The opening assertion was that high-fructose corn syrup is a misnomer. This not a historically accurate statement. Disregarding any erroneous conflation of high-fructose corn syrup with corn syrup (of the only type that existed prior to the invention of what is termed high-fructose corn syrup), high-fructose corn syrup is most assuredly "high" in that it contains a "high" percentage of fructose (40-90%) in comparison with the previously existing corn syrup which contain 0% fructose.
It is spurious to hold to a vague definition of "high" that can only apply to concentrations somewhere in excess of 90%, lest we find ourselves unable to refer to water containing 0.5% lead by weight as having "high" levels of lead.

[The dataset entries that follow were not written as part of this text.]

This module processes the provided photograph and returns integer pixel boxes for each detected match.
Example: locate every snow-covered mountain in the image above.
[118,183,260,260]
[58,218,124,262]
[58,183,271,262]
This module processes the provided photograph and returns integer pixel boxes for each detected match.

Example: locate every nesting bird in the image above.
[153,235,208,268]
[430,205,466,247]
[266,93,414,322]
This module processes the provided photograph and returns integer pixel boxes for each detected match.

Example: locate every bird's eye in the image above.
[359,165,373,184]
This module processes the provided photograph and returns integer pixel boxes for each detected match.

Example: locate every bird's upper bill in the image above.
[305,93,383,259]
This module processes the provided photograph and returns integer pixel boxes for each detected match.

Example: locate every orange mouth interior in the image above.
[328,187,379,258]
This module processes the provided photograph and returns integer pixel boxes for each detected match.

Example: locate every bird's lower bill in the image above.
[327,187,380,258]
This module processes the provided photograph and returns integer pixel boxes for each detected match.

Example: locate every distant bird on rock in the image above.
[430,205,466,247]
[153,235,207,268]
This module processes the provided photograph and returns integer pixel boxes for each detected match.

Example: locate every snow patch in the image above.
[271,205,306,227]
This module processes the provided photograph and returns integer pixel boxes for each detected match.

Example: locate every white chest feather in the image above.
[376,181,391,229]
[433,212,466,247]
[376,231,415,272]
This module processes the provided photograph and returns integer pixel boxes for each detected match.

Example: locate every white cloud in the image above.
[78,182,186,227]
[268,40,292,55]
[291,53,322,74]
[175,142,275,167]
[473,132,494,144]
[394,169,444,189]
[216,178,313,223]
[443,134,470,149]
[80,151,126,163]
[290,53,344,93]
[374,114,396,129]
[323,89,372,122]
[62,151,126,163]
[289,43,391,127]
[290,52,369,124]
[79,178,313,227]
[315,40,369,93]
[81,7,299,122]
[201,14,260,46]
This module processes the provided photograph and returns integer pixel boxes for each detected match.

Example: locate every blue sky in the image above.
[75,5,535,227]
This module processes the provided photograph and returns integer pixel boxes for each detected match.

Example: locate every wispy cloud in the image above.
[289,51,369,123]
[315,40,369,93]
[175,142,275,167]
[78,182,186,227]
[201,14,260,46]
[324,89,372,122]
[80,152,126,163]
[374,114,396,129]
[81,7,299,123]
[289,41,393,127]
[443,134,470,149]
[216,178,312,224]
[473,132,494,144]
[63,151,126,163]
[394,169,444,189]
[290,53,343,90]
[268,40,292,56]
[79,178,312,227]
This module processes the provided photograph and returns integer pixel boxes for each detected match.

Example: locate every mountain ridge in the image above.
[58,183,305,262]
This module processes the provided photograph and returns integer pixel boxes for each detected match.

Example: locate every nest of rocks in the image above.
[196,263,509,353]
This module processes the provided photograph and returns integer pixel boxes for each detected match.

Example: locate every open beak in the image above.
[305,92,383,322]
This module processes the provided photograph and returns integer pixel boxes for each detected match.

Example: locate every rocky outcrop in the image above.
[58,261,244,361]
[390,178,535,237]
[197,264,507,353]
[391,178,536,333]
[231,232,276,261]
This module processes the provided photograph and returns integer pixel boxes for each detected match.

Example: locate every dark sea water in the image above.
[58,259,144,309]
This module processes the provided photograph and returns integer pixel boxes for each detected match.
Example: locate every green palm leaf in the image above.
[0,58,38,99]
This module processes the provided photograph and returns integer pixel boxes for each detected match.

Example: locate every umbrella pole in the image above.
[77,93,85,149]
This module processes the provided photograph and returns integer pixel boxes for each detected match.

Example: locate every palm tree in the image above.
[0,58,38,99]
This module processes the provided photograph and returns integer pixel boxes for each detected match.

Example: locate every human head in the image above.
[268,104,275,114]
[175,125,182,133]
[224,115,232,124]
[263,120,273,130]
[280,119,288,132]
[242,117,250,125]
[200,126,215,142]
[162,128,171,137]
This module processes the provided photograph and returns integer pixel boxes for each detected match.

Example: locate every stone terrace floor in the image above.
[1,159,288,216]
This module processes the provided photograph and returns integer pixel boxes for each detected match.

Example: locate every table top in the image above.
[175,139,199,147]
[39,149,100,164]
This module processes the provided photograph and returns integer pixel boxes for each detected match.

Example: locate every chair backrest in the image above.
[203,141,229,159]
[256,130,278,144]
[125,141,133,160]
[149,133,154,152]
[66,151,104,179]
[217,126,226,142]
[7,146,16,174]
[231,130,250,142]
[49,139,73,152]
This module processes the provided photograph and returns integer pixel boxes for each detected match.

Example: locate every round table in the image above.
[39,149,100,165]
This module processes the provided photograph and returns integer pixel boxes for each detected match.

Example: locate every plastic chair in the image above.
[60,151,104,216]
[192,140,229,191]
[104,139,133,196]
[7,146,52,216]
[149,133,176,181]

That said, I concur with the assertion that significant consumption of fructose in any of the commonly available forms, including as a component of sucrose, that do not substantially moderate the rate of its absorption (e.g. such as a dietary fiber-based structural matrix) carry an associated negative health risk.
It is accurate to say that sucrose becomes the equivalent of "HFCS-50" upon contact with the enzymes which line the inside of the small intestine.
To be precise, HFCS-55 is 55% fructose. Commonly used varieties of HFCS include HFCS-42, HFCS-55, and HFCS-90, containing the percentages of fructose indicated by the number, though HFCS-55 is the most commonly used form due to its near-equivalency in sweetness to sucrose.
The amount of free fructose should not be dismissed so readily, as starch requires breakdown into glucose via amylase enzymes, thus "flattening the curve" of its concentration in the blood. Free fructose is rapidly absorbed and the resultant relatively high concentrations induce specific negative effects in the body:
"The activity of fructokinase (KHK) is different from the other hexokinases by virtue of the fact that it induces transient ATP depletion in the cell. The mechanism is due to the fact that fructokinase (KHK) rapidly phosphorylates fructose to fructose-1-phosphate resulting in marked ATP depletion. The activity of fructokinase (KHK) is not subject to feed-back inhibition such as is the case for glucose metabolism, thus the ATP depletion is profound. Since the majority of fructose metabolism occurs in the liver, the effects of this ATP depletion are exerted on numerous important hepatic metabolic processes." (https://themedicalbiochemistrypage.org/fructose-metabolism/)
Furthermore:
"In contrast to the anorexigenic effect of hypothalamic glucose metabolism, the metabolism of fructose in the brain exerts an orexigenic effect. ... Since hypothalamic fructose metabolism bypasses this important regulatory step its metabolism rapidly depletes ATP in the hypothalamus. ... Therefore, although glucose and fructose utilize the same signaling pathway to control food intake they act in an inverse manner and have reciprocal effects on the level of hypothalamic malonyl-CoA." (ibid.)
Which is to say, free fructose promotes hunger while starch/glucose metabolism stimulates satiety.